The Earlier the Better
Latino children and access to early care and education
“Access to higher education begins in preschool,” says Dr. Mendez Smith, associate professor of psychology at UNCG.
“Early education experiences provide children with language, learning, and social skills they need for school success.”
As experts working with the National Research Center on Hispanic Children and Families, UNCG’s Dr. Julia Mendez Smith and Dr. Danielle Crosby are at the forefront of national research efforts examining barriers between Latino children and access to early care and education (ECE).
Latinos make up more than a quarter of all children five years and younger in the U.S., and more than two-thirds of Latino children live in or near poverty.
“Making an impact in this population makes a major impact on America’s future as a whole,” Mendez Smith says.
In a national study, Crosby and Mendez Smith found that only about one out of two Latino children are using ECE. Latino children from immigrant households used ECE at rates even lower than those of Latino children from U.S.-born households.
This lower use compared to whites and African Americans may reflect a lack of awareness of quality programs. Or it could reflect a lack of availability. Many of the parents studied worked at night and on weekends. For low-income Latino children using nonparental care, about a third of care hours occur during evening, nighttime, or weekend hours – times when child care centers and preschools are not typically open.
“This issue is important to study because parents need access to high quality and affordable childcare that is available when they need it,” Mendez Smith says.
Mendez Smith has conducted community-based parenting workshops over the past 15 years, most recently with McCrary Elementary School in Asheboro, N.C. Each month, she provides parents of kids in the Globe-Trotters Afterschool and Summer Enrichment Program with learning activities and strategies for building a strong home-school connection to promote academic success.

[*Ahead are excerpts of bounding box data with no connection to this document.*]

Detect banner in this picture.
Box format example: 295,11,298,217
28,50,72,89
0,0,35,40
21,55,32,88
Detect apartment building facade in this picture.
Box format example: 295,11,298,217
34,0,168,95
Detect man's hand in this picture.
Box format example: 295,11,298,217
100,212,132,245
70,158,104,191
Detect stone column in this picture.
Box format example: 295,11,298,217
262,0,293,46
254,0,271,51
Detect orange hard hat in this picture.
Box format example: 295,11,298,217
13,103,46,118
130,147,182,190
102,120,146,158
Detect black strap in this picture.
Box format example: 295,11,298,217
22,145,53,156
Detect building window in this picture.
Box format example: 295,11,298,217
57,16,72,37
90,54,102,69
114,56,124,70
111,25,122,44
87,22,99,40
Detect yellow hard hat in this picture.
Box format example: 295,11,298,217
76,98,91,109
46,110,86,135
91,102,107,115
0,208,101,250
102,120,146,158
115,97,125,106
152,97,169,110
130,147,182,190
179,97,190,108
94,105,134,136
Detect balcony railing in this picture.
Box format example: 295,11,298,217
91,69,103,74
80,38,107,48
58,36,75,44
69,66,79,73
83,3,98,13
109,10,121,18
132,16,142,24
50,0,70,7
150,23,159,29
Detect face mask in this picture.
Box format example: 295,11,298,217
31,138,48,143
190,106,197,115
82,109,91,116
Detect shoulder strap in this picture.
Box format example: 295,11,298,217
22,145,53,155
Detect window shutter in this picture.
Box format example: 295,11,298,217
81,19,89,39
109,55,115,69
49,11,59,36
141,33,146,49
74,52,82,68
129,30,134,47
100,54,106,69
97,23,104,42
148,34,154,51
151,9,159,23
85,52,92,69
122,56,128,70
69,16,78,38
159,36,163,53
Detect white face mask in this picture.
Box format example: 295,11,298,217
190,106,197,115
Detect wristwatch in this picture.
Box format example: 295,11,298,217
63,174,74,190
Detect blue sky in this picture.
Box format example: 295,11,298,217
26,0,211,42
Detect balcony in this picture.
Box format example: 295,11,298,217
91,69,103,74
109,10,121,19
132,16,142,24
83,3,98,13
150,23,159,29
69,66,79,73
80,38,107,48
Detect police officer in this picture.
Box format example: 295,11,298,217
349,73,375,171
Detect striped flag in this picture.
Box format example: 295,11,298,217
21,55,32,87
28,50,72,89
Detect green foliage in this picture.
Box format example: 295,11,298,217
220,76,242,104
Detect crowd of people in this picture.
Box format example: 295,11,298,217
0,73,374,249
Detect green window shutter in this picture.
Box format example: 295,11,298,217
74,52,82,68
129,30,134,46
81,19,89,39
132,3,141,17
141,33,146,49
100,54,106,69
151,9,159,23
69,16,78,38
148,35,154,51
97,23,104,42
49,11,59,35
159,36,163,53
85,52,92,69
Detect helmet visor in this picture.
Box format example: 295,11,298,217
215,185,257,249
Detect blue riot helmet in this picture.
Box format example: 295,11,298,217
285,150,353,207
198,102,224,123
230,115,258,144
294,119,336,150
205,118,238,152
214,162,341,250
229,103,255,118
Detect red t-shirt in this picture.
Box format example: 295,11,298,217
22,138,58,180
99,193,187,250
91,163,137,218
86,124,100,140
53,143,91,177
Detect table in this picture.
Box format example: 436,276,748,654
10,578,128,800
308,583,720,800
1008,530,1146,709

Programs for parents of young children, she says, have a major impact on the academic and social success of children from low-income Latino families.
She has found that Latino parents who immigrated to the U.S. are supportive of their children’s success in education and are willing to sacrifice by working long hours to help their children excel.
“There’s a real sense that if their children can acquire an education they can have a good life,” Mendez Smith says.